Emir- Usein Kuku has been given an extremely long- prison sentence.
On 12 November, a Russian military court found Crimean Tatar human rights defender Emir-Usein Kuku and his five co-defendants guilty of trumped-up charges. After a protracted unfair trial, they have been given prison sentences of between seven and 19 years in jail.
Emir-Usein Kuku and his co-defendants are prisoners of conscience and they should be released immediately and unconditionally.
The Russian Military Court of Appeal will imminently review the verdict of human rights defender Emir-Usein Kuku and his five co-defendants.
Crimea came under Russian control following the events of February-March 2014, when Russia used its troops to occupy the peninsula and organised a “referendum” to justify the territory’s annexation in violation of international law.
Crimean Tatars are indigenous people of Crimea who prior to the occupation constituted an estimated 12 percent of the peninsula’s population.
Many prominent members of the Crimean Tatar community have been among the most vocal critics of the Russian occupation, and the entire community has been regarded by the de facto authorities as disloyal and targeted with reprisals, alongside other critical voices.

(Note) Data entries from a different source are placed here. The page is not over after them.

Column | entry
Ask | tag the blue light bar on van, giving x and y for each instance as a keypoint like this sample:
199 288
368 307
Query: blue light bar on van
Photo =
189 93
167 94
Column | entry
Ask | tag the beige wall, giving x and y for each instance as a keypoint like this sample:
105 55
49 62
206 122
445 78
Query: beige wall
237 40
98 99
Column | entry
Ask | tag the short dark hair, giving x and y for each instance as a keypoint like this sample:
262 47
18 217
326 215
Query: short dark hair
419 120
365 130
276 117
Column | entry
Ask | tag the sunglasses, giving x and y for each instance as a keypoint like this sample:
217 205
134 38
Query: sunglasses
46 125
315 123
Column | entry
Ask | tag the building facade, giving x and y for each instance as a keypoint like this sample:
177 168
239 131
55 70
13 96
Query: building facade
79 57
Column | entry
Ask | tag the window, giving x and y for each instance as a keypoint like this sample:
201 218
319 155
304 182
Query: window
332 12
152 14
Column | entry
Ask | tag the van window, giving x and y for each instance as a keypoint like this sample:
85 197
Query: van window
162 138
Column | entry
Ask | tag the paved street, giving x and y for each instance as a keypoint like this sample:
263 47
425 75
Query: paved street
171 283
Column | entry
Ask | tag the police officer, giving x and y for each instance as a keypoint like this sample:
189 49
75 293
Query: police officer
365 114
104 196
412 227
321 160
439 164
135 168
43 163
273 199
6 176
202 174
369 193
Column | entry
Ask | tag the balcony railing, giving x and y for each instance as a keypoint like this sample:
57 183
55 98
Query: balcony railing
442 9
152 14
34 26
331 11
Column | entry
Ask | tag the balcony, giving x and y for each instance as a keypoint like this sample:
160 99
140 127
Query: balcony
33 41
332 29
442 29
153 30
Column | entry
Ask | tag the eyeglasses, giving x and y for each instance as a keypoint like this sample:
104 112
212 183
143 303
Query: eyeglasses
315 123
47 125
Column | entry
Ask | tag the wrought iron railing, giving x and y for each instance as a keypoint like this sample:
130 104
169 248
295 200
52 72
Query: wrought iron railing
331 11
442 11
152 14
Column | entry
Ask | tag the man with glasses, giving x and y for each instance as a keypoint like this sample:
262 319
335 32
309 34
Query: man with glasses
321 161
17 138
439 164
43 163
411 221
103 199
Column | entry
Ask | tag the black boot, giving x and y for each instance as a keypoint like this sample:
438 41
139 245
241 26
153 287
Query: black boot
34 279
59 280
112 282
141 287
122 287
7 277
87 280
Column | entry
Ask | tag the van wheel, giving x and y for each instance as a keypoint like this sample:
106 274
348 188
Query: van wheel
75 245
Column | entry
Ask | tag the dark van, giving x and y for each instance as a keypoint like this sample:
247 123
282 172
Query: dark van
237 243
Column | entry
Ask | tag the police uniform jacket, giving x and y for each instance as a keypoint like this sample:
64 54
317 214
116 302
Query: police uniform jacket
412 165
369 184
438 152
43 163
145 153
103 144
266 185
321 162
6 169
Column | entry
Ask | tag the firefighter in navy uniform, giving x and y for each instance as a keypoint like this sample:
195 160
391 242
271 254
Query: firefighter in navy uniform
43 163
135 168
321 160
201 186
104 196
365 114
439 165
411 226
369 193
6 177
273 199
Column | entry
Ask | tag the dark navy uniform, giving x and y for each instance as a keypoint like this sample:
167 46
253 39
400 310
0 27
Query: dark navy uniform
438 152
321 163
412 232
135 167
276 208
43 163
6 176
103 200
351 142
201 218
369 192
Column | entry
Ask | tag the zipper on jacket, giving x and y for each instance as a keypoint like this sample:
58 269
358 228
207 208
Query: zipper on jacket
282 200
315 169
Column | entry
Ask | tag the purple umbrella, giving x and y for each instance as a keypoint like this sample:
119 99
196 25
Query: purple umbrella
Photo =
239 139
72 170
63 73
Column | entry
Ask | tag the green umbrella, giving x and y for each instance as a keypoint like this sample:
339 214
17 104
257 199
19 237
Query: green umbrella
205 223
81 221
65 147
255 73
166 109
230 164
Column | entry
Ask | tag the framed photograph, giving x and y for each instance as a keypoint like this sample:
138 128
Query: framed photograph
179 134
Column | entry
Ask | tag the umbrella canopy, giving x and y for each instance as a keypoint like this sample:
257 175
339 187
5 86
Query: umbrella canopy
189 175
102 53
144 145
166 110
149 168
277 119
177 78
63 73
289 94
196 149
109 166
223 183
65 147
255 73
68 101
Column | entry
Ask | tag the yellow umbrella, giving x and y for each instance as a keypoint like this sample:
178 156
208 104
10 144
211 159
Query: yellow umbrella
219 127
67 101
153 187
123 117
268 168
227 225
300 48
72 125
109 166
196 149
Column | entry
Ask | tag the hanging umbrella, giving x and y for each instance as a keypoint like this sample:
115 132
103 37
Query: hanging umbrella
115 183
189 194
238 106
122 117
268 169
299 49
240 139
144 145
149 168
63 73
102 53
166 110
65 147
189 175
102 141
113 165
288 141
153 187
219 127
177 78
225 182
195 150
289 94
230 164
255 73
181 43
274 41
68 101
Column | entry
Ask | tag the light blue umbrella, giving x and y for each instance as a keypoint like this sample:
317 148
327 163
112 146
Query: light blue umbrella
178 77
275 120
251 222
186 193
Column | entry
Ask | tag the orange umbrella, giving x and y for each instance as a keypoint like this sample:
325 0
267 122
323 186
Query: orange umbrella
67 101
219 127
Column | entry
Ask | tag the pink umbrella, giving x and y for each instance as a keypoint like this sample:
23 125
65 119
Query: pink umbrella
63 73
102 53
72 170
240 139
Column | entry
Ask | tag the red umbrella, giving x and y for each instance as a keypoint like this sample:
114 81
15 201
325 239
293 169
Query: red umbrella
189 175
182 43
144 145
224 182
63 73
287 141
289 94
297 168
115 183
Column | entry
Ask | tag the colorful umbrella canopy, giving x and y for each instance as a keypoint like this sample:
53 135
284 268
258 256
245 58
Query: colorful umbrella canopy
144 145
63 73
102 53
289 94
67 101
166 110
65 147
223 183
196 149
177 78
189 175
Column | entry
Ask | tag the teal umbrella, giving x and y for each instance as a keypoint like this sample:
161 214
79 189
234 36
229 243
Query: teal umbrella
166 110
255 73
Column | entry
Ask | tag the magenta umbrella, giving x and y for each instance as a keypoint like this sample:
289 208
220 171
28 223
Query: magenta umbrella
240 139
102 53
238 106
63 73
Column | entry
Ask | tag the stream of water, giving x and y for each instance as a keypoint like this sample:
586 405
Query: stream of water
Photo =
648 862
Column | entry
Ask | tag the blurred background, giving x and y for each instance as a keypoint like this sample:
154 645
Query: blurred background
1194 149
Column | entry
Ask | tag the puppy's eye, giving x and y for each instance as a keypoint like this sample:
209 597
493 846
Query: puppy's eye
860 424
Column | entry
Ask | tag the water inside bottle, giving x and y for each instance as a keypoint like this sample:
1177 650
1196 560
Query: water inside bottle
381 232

Pro-Ukrainian activists have been prosecuted under trumped-up charges, like “extremism” or “terrorism”. Some activists went missing; evidence in some cases strongly suggests they were forcibly disappeared by the de facto authorities or paramilitaries acting as their proxies.
Emir-Usein Kuku has been one of the most prominent Crimean Tatar human rights defenders. He faced harassment on numerous occasions, and during his arrest was subjected to beating by officers of the Russian Federal Security Service (FSB). His wife and children have been subjected to threats too.